Firmengeflechte: Wem gehören unsere Wohnungen?
Zahlreiche Immobilien in Deutschland wechseln offenbar ihre Besitzer, ohne dass Mieter und deutsche Behörden etwas davon mitbekommen. Wie Recherchen von Panorama 3 und NDR Info zeigen, können Investoren Anteile an Immobilien hin- und herschieben und so auch Veräußerungsverbote umgehen.
Vor rund drei Jahren stand die städtische Wohnungsgesellschaft Schwerin (WGS) finanziell mit dem Rücken zur Wand.
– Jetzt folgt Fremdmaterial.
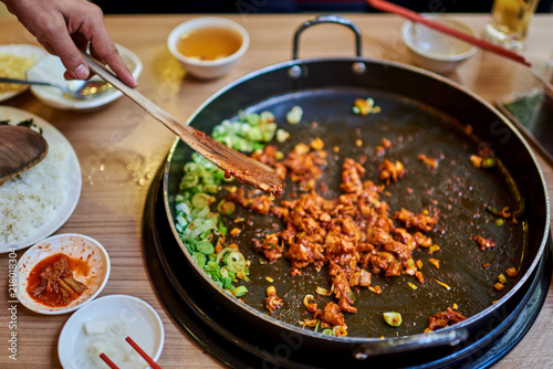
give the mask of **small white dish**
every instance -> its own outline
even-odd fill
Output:
[[[143,70],[142,61],[128,49],[121,45],[116,46],[125,64],[133,73],[135,80],[137,80]],[[65,67],[60,57],[48,55],[27,72],[27,78],[30,81],[44,81],[60,85],[69,85],[70,81],[63,77]],[[100,77],[93,76],[92,80],[100,80]],[[31,86],[31,92],[38,99],[49,106],[64,110],[80,112],[97,110],[123,96],[123,93],[116,88],[111,88],[107,93],[90,99],[71,98],[65,96],[61,89],[49,86]]]
[[[436,14],[426,14],[425,17],[476,35],[470,27],[457,20]],[[478,51],[474,45],[411,21],[406,21],[401,25],[401,39],[409,49],[416,65],[441,74],[453,72],[459,64]]]
[[[65,136],[63,136],[63,134],[59,131],[54,126],[36,115],[14,107],[0,106],[0,120],[9,119],[11,120],[11,124],[17,124],[30,118],[33,119],[33,123],[38,127],[42,128],[42,135],[46,139],[46,143],[50,147],[52,147],[53,145],[59,145],[66,152],[64,168],[60,169],[62,170],[62,173],[59,176],[58,180],[59,186],[62,187],[62,190],[65,194],[65,199],[64,202],[59,205],[58,209],[55,209],[55,212],[50,220],[35,228],[34,233],[31,233],[24,238],[20,238],[20,240],[18,241],[4,241],[6,238],[0,239],[0,253],[9,252],[10,249],[21,250],[24,247],[29,247],[55,232],[71,217],[79,202],[79,198],[81,197],[81,166],[79,164],[79,158],[75,154],[75,150],[73,149],[73,146],[71,146],[71,143],[67,140],[67,138],[65,138]],[[10,202],[0,204],[0,215],[6,213],[8,214],[7,219],[2,218],[3,222],[17,221],[10,218]],[[2,207],[8,207],[8,209],[3,209]]]
[[[229,56],[207,61],[187,57],[177,50],[182,35],[207,28],[223,28],[238,33],[242,39],[240,48]],[[243,27],[234,21],[219,17],[199,17],[180,23],[169,33],[167,39],[167,48],[173,56],[179,60],[191,75],[204,80],[217,78],[226,74],[242,57],[249,45],[250,36]]]
[[[126,295],[111,295],[95,299],[76,310],[67,319],[58,341],[58,356],[62,367],[65,369],[98,368],[88,355],[87,344],[91,336],[86,334],[84,325],[87,321],[109,321],[114,319],[123,321],[128,327],[124,335],[111,335],[112,339],[116,339],[116,344],[128,336],[155,361],[159,359],[164,348],[165,330],[161,318],[156,310],[139,298]],[[126,341],[123,344],[127,345],[132,350]],[[113,357],[107,356],[121,368],[124,367],[116,361],[116,355]],[[146,368],[145,361],[142,362],[144,362],[142,368]]]
[[[29,296],[27,292],[28,277],[39,262],[59,253],[65,254],[70,259],[86,262],[88,271],[74,271],[73,277],[84,283],[87,288],[69,305],[50,307]],[[18,299],[35,313],[46,315],[70,313],[92,302],[104,289],[109,277],[109,256],[100,242],[83,234],[56,234],[36,243],[19,259]]]
[[[27,45],[27,44],[8,44],[8,45],[0,45],[0,53],[2,54],[10,54],[10,55],[17,55],[17,56],[31,56],[34,60],[34,64],[40,62],[42,59],[44,59],[48,53],[38,46],[33,45]],[[14,97],[24,91],[27,91],[29,86],[21,85],[20,88],[13,89],[13,91],[7,91],[3,93],[0,93],[0,102],[3,102],[8,98]]]

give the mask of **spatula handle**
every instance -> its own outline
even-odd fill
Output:
[[[188,125],[180,125],[177,119],[175,119],[169,113],[161,109],[159,106],[154,104],[152,101],[146,98],[138,91],[131,88],[126,84],[119,81],[117,76],[108,71],[104,65],[102,65],[93,56],[88,55],[85,52],[82,52],[84,60],[92,72],[96,73],[101,78],[111,83],[115,88],[125,94],[128,98],[133,99],[136,104],[138,104],[142,108],[144,108],[148,114],[150,114],[154,118],[161,122],[167,126],[170,130],[173,130],[177,136],[182,138],[182,140],[187,141],[187,137],[194,134],[196,129]],[[182,137],[184,136],[184,137]],[[192,138],[194,139],[194,138]],[[196,140],[196,139],[194,139]]]

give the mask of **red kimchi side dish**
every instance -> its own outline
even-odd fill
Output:
[[[29,274],[27,293],[45,306],[67,306],[87,288],[73,277],[77,270],[86,275],[88,265],[62,253],[45,257]]]

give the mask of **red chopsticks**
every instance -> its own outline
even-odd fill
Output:
[[[152,369],[161,369],[161,367],[158,366],[157,362],[154,361],[148,356],[148,354],[144,352],[144,350],[131,337],[125,338],[125,340],[128,342],[128,345],[133,346],[133,348],[136,350],[136,352],[138,352],[138,355],[140,355],[144,358],[144,360],[146,360],[149,363]]]
[[[473,44],[478,48],[486,49],[486,50],[494,52],[499,55],[509,57],[509,59],[511,59],[518,63],[524,64],[526,66],[532,66],[532,64],[530,64],[530,62],[528,62],[524,59],[524,56],[522,56],[520,54],[517,54],[517,53],[514,53],[510,50],[507,50],[504,48],[498,46],[491,42],[488,42],[488,41],[484,41],[481,39],[477,39],[470,34],[460,32],[453,28],[445,25],[440,22],[436,22],[436,21],[434,21],[427,17],[424,17],[417,12],[414,12],[411,10],[405,9],[403,7],[393,4],[393,3],[384,1],[384,0],[367,0],[367,2],[375,9],[401,15],[401,17],[407,18],[414,22],[425,24],[426,27],[429,27],[429,28],[435,29],[437,31],[447,33],[453,38],[460,39],[460,40],[468,42],[470,44]]]
[[[148,365],[152,367],[152,369],[161,369],[161,367],[156,362],[154,361],[154,359],[152,359],[148,354],[146,354],[139,346],[138,344],[136,344],[131,337],[127,337],[125,338],[125,340],[128,342],[128,345],[133,346],[133,348],[135,349],[136,352],[138,352],[138,355],[140,355],[144,360],[146,360],[148,362]],[[115,362],[113,362],[105,354],[100,354],[100,357],[102,358],[102,360],[104,360],[105,363],[107,363],[107,366],[112,369],[119,369],[117,367],[117,365],[115,365]]]

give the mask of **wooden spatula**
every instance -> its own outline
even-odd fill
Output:
[[[0,184],[34,167],[48,154],[48,143],[31,128],[0,126]]]
[[[119,89],[146,110],[146,113],[161,122],[198,154],[225,170],[227,176],[233,176],[241,182],[253,184],[255,188],[273,193],[276,197],[282,193],[282,182],[272,168],[216,141],[196,128],[179,124],[177,119],[150,102],[138,91],[121,82],[115,74],[104,67],[94,57],[86,53],[83,53],[83,56],[91,71]]]

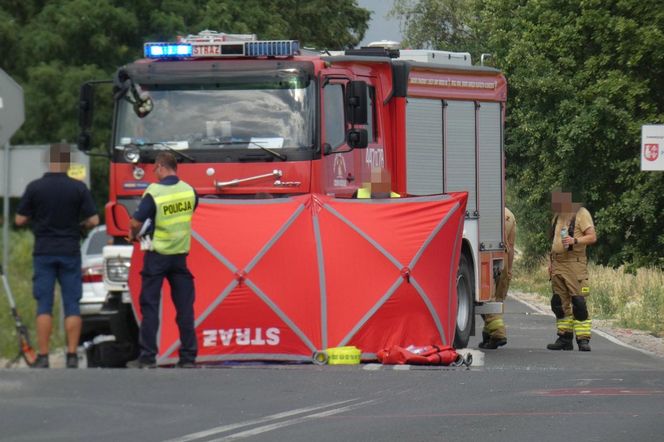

Schon viele Jahre wurde viel zu wenig Geld in einige Plattenbauten investiert. WGS-Geschäftsführer Thomas Köchig suchte einen Ausweg aus der Krise, indem er mehrere Blöcke mit rund 1.000 Wohnungen verkaufte. "Am Ende gab es nur noch sehr, sehr wenige Interessenten", meint Köchig. Der einzige Bieter, der bereit war alle Bedingungen zu erfüllen, war die Firma "Intown Wohnen Schwerin GmbH". Doch seit dem Verkauf im Jahr 2015 häufen sich die Beschwerden der Mieter. Immer wieder geht es um Schimmel und um eine Hausverwaltung, die sich nicht ausreichend um die Beseitigung der Mängel kümmere. Die Hausverwaltung entschuldigt sich für den schlechten Service. Die Verantwortung für die Probleme liege aber beim Voreigentümer WGS.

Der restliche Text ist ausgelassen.